Setup: Our goal is to learn a 1D function from samples. The 1D function has 5 Gaussian peaks. Instead of presenting all samples to NN all at once, we have five phases of learning. In each phase only samples around one peak is presented to KAN. We find that KANs can do continual learning thanks to locality of splines.

from kan import *
import numpy as np
import torch
import matplotlib.pyplot as plt


datasets = []

n_peak = 5
n_num_per_peak = 100
n_sample = n_peak * n_num_per_peak

x_grid = torch.linspace(-1,1,steps=n_sample)

x_centers = 2/n_peak * (np.arange(n_peak) - n_peak/2+0.5)

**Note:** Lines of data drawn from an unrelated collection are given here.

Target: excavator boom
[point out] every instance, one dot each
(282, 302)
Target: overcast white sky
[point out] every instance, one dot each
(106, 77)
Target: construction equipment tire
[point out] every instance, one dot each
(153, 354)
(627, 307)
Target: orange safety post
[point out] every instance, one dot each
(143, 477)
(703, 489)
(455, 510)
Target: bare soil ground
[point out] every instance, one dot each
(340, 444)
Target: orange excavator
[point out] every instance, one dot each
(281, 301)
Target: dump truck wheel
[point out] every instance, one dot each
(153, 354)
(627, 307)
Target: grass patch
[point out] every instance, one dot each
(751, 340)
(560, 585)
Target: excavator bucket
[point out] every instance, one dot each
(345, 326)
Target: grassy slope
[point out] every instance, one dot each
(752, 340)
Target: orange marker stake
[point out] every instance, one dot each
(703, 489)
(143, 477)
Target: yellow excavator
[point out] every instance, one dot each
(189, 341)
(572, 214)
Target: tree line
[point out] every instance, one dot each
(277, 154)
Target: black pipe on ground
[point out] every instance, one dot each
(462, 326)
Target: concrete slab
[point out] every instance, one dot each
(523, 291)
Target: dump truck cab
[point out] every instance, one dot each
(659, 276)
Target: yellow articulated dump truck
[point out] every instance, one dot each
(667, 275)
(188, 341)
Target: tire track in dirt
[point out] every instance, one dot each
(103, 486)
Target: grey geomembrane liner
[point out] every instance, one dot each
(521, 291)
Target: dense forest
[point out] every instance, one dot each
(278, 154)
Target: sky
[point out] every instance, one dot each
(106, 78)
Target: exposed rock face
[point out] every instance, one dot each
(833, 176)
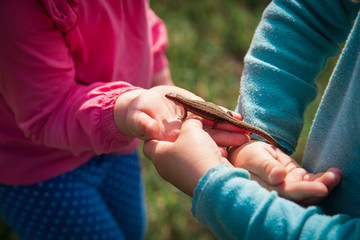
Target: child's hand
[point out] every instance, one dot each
(194, 152)
(147, 114)
(275, 170)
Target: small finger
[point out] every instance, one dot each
(228, 138)
(331, 178)
(143, 126)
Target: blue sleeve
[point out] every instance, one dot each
(289, 50)
(234, 207)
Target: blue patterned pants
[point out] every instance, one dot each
(103, 199)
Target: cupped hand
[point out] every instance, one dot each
(147, 114)
(184, 161)
(275, 170)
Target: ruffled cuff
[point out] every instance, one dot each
(113, 134)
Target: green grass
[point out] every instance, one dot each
(207, 43)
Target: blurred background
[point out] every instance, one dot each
(207, 43)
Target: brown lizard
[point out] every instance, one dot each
(214, 113)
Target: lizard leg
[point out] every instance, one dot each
(183, 117)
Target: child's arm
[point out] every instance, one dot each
(275, 170)
(227, 202)
(289, 49)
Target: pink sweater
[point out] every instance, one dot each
(63, 63)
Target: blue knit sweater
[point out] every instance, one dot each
(289, 50)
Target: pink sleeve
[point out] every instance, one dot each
(37, 84)
(160, 41)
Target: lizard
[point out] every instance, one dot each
(214, 113)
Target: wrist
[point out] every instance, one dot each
(121, 108)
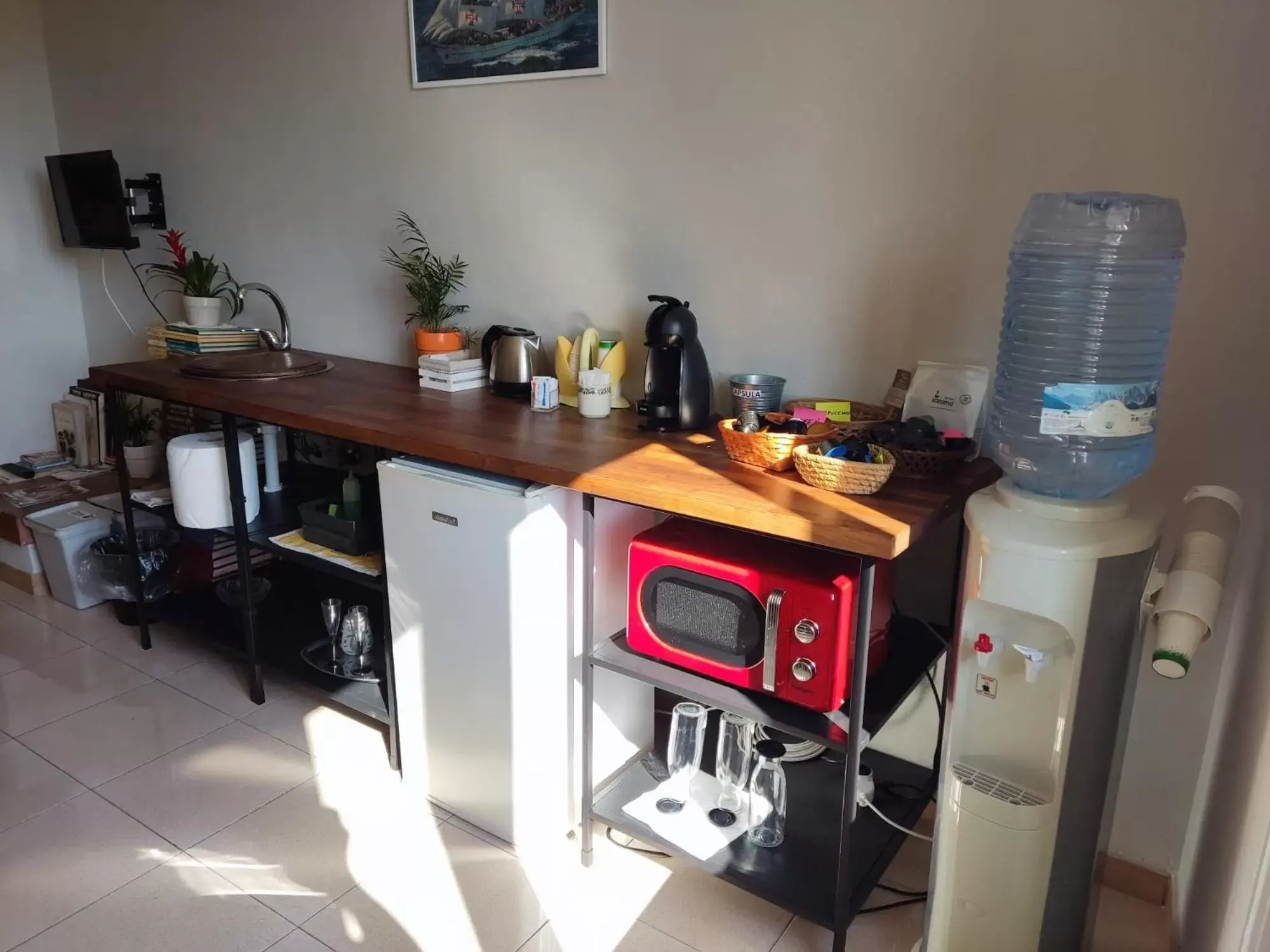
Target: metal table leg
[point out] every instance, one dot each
(589, 672)
(238, 506)
(391, 680)
(115, 407)
(855, 736)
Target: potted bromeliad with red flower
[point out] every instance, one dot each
(205, 284)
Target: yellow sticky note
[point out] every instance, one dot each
(839, 411)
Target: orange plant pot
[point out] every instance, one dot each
(439, 342)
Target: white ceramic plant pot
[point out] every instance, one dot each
(203, 312)
(143, 461)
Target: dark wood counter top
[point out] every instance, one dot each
(688, 474)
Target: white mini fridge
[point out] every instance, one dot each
(485, 579)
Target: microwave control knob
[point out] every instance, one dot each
(807, 631)
(805, 670)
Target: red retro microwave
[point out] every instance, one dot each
(761, 614)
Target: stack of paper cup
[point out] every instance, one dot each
(595, 394)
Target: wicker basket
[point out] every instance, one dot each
(928, 464)
(863, 416)
(843, 475)
(773, 451)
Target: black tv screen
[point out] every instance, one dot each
(88, 194)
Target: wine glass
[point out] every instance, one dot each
(332, 611)
(732, 760)
(684, 755)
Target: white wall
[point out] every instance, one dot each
(835, 194)
(43, 345)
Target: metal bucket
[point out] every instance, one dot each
(756, 392)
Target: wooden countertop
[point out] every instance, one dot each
(688, 474)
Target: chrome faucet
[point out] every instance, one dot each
(272, 341)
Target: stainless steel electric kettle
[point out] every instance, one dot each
(509, 356)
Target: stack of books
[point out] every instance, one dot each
(453, 373)
(157, 346)
(45, 463)
(187, 340)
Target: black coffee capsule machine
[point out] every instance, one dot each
(678, 378)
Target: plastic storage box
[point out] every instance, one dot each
(62, 536)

x_sample = torch.stack([torch.linspace(-1/n_peak,1/n_peak,steps=n_num_per_peak)+center for center in x_centers]).reshape(-1,)


y = 0.
for center in x_centers:
    y += torch.exp(-(x_grid-center)**2*300)

y_sample = 0.
for center in x_centers:
    y_sample += torch.exp(-(x_sample-center)**2*300)


plt.plot(x_grid.detach().numpy(), y.detach().numpy())
plt.scatter(x_sample.detach().numpy(), y_sample.detach().numpy())

<matplotlib.collections.PathCollection at 0x7ff40b9ea430>

../_images/Example_7_continual_learning_2_1.png

Sequentially prensenting different peaks to KAN

plt.subplots(1, 5, figsize=(15, 2))
plt.subplots_adjust(wspace=0, hspace=0)

for i in range(1,6):
    plt.subplot(1,5,i)
    group_id = i - 1
    plt.plot(x_grid.detach().numpy(), y.detach().numpy(), color='black', alpha=0.1)
    plt.scatter(x_sample[group_id*n_num_per_peak:(group_id+1)*n_num_per_peak].detach().numpy(), y_sample[group_id*n_num_per_peak:(group_id+1)*n_num_per_peak].detach().numpy(), color="black", s=2)
    plt.xlim(-1,1)
    plt.ylim(-1,2)

../_images/Example_7_continual_learning_4_0.png

Training KAN

ys = []

# setting bias_trainable=False, sp_trainable=False, sb_trainable=False is important.
# otherwise KAN will have random scaling and shift for samples in previous stages

model = KAN(width=[1,1], grid=200, k=3, noise_scale=0.1, bias_trainable=False, sp_trainable=False, sb_trainable=False)

for group_id in range(n_peak):
    dataset = {}
    dataset['train_input'] = x_sample[group_id*n_num_per_peak:(group_id+1)*n_num_per_peak][:,None]
    dataset['train_label'] = y_sample[group_id*n_num_per_peak:(group_id+1)*n_num_per_peak][:,None]
    dataset['test_input'] = x_sample[group_id*n_num_per_peak:(group_id+1)*n_num_per_peak][:,None]
    dataset['test_label'] = y_sample[group_id*n_num_per_peak:(group_id+1)*n_num_per_peak][:,None]
    model.train(dataset, opt = 'LBFGS', steps=100, update_grid=False);
    y_pred = model(x_grid[:,None])
    ys.append(y_pred.detach().numpy()[:,0])

train loss: 3.99e-06 | test loss: 3.99e-06 | reg: 1.26e-01 : 100%|█| 100/100 [00:01<00:00, 59.94it/s
train loss: 3.99e-06 | test loss: 3.99e-06 | reg: 1.26e-01 : 100%|█| 100/100 [00:01<00:00, 70.47it/s
train loss: 3.99e-06 | test loss: 3.99e-06 | reg: 1.26e-01 : 100%|█| 100/100 [00:01<00:00, 74.04it/s
train loss: 3.99e-06 | test loss: 3.99e-06 | reg: 1.26e-01 : 100%|█| 100/100 [00:01<00:00, 76.05it/s
train loss: 3.99e-06 | test loss: 3.99e-06 | reg: 1.26e-01 : 100%|█| 100/100 [00:01<00:00, 81.69it/s

Prediction of KAN after each stage

plt.subplots(1, 5, figsize=(15, 2))
plt.subplots_adjust(wspace=0, hspace=0)

for i in range(1,6):
    plt.subplot(1,5,i)
    group_id = i - 1
    plt.plot(x_grid.detach().numpy(), y.detach().numpy(), color='black', alpha=0.1)
    plt.plot(x_grid.detach().numpy(), ys[i-1], color='black')
    plt.xlim(-1,1)
    plt.ylim(-1,2)